L’Avvocatura generale dello Stato ha impugnato in tempi rapidissimi la sentenza del tribunale civile di Roma che ha deciso un risarcimento di 82.000 euro in capo alla Repubblica federale tedesca, ai figli di Dino Pozzato, internato in campi di concentramento in Germania e Austria tra il settembre 1943 e il giugno 1945, riconoscendo i crimini di guerra subiti. “Hanno già fatto appello, terribile”, è il commento dell’avvocato Fabio Anselmo che difende i famigliari del soldato, originario della provincia di Rovigo, deportato per 632 giorni dopo l’Armistizio in lager come Wiener Neudorf, sottocampo di Mauthausen, Stalag VIII e Holzhausen.
    Pozzato non si riprese mai dalle sofferenze della prigionia, con conseguenze fisiche (tornò a casa in bicicletta dalla Germania e pesava 35 chili) e psicologiche: il 22 aprile 1982 si tolse la vita. E’ stato insignito delle croci al merito di guerra da parte del comando distretto militare di Padova.
    L’atto di appello è stato notificato lo stesso giorno di pubblicazione della sentenza, il 27 novembre, alle 20.28.
    L’udienza è fissata per il 20 novembre 2027.
    L’Avvocatura contesta la sentenza di primo grado su più punti, a partire dalla qualità di eredi dei due figli, e poi la prescrizione, fino a sostenere che la condotta tenuta dai militari del Terzo Reich nei confronti di Pozzato non costituisce crimine di guerra o contro l’umanità.

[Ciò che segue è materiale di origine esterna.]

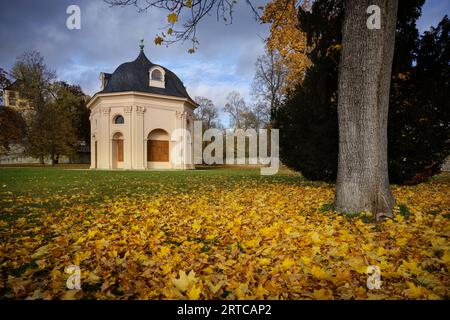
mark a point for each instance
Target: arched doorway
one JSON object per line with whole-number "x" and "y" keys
{"x": 158, "y": 149}
{"x": 117, "y": 151}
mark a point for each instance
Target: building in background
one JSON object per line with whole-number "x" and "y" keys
{"x": 135, "y": 117}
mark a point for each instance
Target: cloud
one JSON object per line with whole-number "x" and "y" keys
{"x": 110, "y": 36}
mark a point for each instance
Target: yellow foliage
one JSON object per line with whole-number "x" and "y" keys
{"x": 247, "y": 240}
{"x": 286, "y": 37}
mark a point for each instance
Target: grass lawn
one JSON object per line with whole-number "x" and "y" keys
{"x": 213, "y": 234}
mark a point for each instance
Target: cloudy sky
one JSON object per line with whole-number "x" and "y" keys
{"x": 110, "y": 36}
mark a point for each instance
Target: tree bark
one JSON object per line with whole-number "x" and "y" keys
{"x": 363, "y": 99}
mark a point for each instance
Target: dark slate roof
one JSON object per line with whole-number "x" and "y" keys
{"x": 13, "y": 86}
{"x": 134, "y": 76}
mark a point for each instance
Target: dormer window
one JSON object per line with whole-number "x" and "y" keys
{"x": 119, "y": 120}
{"x": 104, "y": 78}
{"x": 156, "y": 76}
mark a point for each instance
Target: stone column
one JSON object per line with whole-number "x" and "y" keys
{"x": 92, "y": 123}
{"x": 103, "y": 143}
{"x": 178, "y": 152}
{"x": 138, "y": 138}
{"x": 128, "y": 137}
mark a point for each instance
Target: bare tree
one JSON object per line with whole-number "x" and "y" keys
{"x": 191, "y": 10}
{"x": 269, "y": 85}
{"x": 207, "y": 113}
{"x": 363, "y": 99}
{"x": 4, "y": 82}
{"x": 235, "y": 107}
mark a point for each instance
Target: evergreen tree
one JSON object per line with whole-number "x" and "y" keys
{"x": 418, "y": 126}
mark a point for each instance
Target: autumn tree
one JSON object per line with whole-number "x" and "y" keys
{"x": 206, "y": 112}
{"x": 418, "y": 122}
{"x": 362, "y": 182}
{"x": 286, "y": 38}
{"x": 51, "y": 133}
{"x": 269, "y": 85}
{"x": 34, "y": 79}
{"x": 4, "y": 82}
{"x": 72, "y": 101}
{"x": 241, "y": 116}
{"x": 12, "y": 128}
{"x": 58, "y": 119}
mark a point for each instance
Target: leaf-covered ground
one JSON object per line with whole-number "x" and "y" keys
{"x": 213, "y": 234}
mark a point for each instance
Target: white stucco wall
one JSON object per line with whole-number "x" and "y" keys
{"x": 142, "y": 114}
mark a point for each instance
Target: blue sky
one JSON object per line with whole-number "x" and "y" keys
{"x": 110, "y": 36}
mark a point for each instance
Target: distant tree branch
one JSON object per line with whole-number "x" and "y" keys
{"x": 192, "y": 12}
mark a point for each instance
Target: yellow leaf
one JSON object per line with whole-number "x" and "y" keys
{"x": 194, "y": 293}
{"x": 319, "y": 273}
{"x": 70, "y": 295}
{"x": 322, "y": 294}
{"x": 172, "y": 18}
{"x": 183, "y": 282}
{"x": 42, "y": 251}
{"x": 158, "y": 40}
{"x": 287, "y": 263}
{"x": 414, "y": 291}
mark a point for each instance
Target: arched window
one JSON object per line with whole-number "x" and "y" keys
{"x": 119, "y": 120}
{"x": 156, "y": 75}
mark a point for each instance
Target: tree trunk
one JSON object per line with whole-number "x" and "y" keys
{"x": 363, "y": 100}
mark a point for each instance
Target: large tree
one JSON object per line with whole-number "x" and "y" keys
{"x": 419, "y": 120}
{"x": 12, "y": 128}
{"x": 4, "y": 82}
{"x": 363, "y": 99}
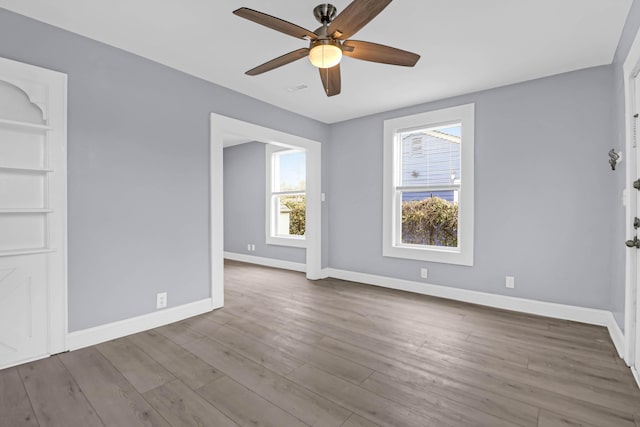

    Il tribunale aveva definito circostanza ormai storicamente acquisita che le condizioni giuridiche e reali degli internati fossero disumane e comunque tali da violare gravemente le previsioni delle convenzioni sul trattamento dei prigionieri, tanto da indurre gli storici a individuarli con l’appellativo di “schiavi militari”. Per l’atto di appello, tra l’altro, non può desumersi che lo status di “prigioniero di guerra” comporti di per sé solo la sottoposizione del militare internato a trattamenti integranti crimini di guerra, né tale automatismo comporta un “fatto notorio”.